After 1.0, the W3C WebAssembly Working Group accepted a steady stream of proposals through a multi-phase process. Features that have shipped widely include 128-bit fixed-width SIMD (v128), threads with shared memory and atomics, exception handling, multi-value returns, bulk memory operations, reference types and tail calls, and a typed garbage collection (GC) extension that reached cross-engine support in 2023. The WebAssembly 2.0 specification, which incorporates these post-1.0 features, was finished in 2022 and became a W3C standard in December 2024; the working group announced its completion on the WebAssembly project blog on March 20, 2025. [7]

WebAssembly 3.0 was completed and published on September 17, 2025. The project blog described it as "a substantially larger update: several big features, some of which have been in the making for six or eight years, finally made it over the finishing line." [8] Wasm 3.0 adds a 64-bit address space (Memory64) that expands the addressable space of a Wasm application from 4 gigabytes to a theoretical 16 exabytes (capped at 16 gigabytes on the web), the ability for a single module to declare and access multiple memories, garbage collection, typed function references, tail calls, exception handling, and relaxed (implementation-dependent) variants of the SIMD vector instructions. [8]

## Design and architecture

WebAssembly defines a stack-based virtual machine that operates over a small number of value types and a flat, byte-addressable linear memory. Programs are organized as modules, each of which declares its imports, exports, functions, tables, memories, globals, and data and element segments. Modules are validated by the host before execution to guarantee type and memory safety, and each module instance runs in a sandbox separated from the host process and from other instances.

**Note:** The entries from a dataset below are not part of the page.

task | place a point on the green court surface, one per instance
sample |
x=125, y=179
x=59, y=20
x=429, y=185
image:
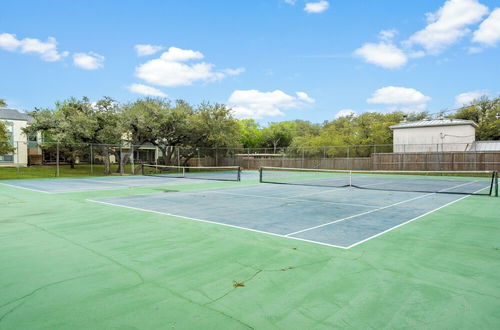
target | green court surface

### Value types and instructions

The core value types are i32 and i64 for 32-bit and 64-bit integers, f32 and f64 for IEEE 754 single- and double-precision floats, the v128 type added by the SIMD proposal for 128-bit packed vectors, and reference types such as funcref and externref. Instructions consume operands from a virtual stack and push results back, mirroring the structure of typed bytecode formats. Control flow uses structured constructs (block, loop, if, br, br_if, br_table, return, call, call_indirect) rather than arbitrary jumps, which makes single-pass validation and streaming compilation straightforward.

### Linear memory and tables

Each module may declare one or more linear memories, which are contiguous, resizable arrays of bytes addressed by 32-bit indices in the original specification. The Memory64 proposal, finalized in Wasm 3.0, extends addressing to 64 bits for hosts that need it. Tables hold opaque references such as function pointers; the call_indirect instruction performs type-checked dispatch through a table entry, providing a safe substitute for raw function pointers in the source language.

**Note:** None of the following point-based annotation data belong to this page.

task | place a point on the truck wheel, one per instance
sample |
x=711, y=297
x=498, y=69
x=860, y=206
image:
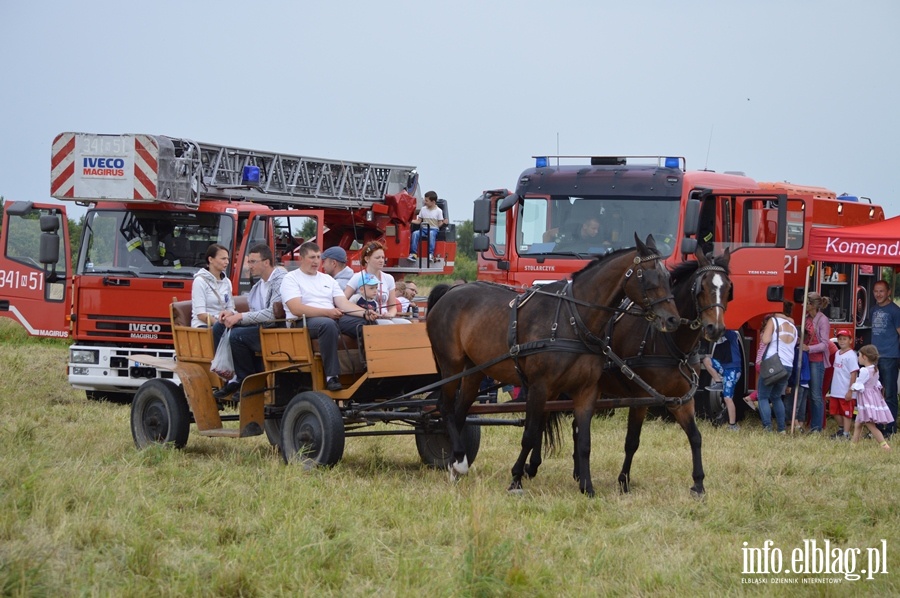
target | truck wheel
x=312, y=431
x=272, y=427
x=435, y=450
x=119, y=398
x=160, y=415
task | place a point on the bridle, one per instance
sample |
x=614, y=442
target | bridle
x=696, y=289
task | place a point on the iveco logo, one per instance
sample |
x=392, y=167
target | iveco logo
x=144, y=327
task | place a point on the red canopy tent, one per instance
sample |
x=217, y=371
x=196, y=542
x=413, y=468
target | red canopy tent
x=877, y=243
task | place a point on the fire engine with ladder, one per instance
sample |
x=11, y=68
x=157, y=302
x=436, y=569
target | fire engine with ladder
x=155, y=204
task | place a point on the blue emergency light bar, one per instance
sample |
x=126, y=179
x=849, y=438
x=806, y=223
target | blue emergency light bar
x=250, y=176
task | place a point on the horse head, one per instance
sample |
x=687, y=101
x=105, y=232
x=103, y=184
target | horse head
x=710, y=291
x=647, y=284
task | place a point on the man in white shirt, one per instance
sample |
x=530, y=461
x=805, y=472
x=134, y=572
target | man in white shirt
x=430, y=218
x=318, y=296
x=334, y=264
x=265, y=306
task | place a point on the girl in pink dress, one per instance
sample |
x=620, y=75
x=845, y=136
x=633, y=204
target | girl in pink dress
x=871, y=408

### Binary and text formats

The binary format (.wasm) is a compact, length-prefixed encoding designed for fast streaming compilation, with sections for types, imports, functions, tables, memories, globals, exports, the start function, elements, code, data, and an optional name section that aids debugging. The text format (.wat) uses S-expressions and is intended for human readers and tooling rather than as a deployment format. Tools such as wabt, wat2wasm, and binaryen convert between the two.

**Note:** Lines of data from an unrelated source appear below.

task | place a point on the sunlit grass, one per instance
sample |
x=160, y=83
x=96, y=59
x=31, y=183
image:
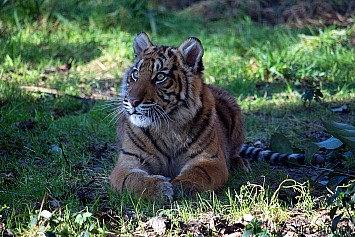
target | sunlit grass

### Validation and execution

Wasm modules are validated in a single pass before they execute. The validation rules guarantee that the program is well-typed at every stack position, that memory and table accesses are bounds-checked, and that control flow is structured. Engines compile the validated module either ahead of time, just in time, or with a tiered combination of the two. Because the bytecode is already low-level and typed, engines avoid much of the speculative optimization machinery that JavaScript JITs require, which gives Wasm consistent performance without a long warmup curve. [2]

### Embedding

WebAssembly itself does not specify any I/O, DOM access, networking, or filesystem. Instead, host environments expose capabilities through imports. In a [web browser](/wiki/web_browser), the JavaScript Interface and Web API specifications define how Wasm modules interact with the page; on a server, the host might supply WebAssembly System Interface (WASI) APIs or a custom set. This separation lets the same .wasm artifact run in different hosts with the same execution semantics.

## How does WebAssembly compare to JavaScript on performance?

The headline goal of WebAssembly is to deliver predictable, near-native performance in a portable, sandboxed format. In practice the runtime cost of the sandbox (bounds checks on memory accesses, indirect call validation, stack overflow checks, and the abstraction layer between Wasm types and host machine types) places a ceiling on how close Wasm can get to hand-tuned native code. Benchmarks published by browser engine teams and academic studies typically place Wasm within roughly a small constant factor of native C, with the gap depending heavily on the workload, the toolchain, and whether SIMD and threads are used.

Compared with JavaScript, Wasm has two practical performance advantages. First, the binary format is fast to parse and validate, and engines can begin compiling the moment bytes arrive over the network, so startup is fast. Second, Wasm has no dynamic typing, no hidden classes, and no inline cache machinery, so once compiled, performance is steady and does not depend on speculative warmup. JavaScript JITs can match or exceed Wasm on numeric microbenchmarks once they have warmed up, but Wasm wins on consistency and on workloads that resist speculative optimization, such as compression, cryptography, image and video processing, physics, and machine learning kernels.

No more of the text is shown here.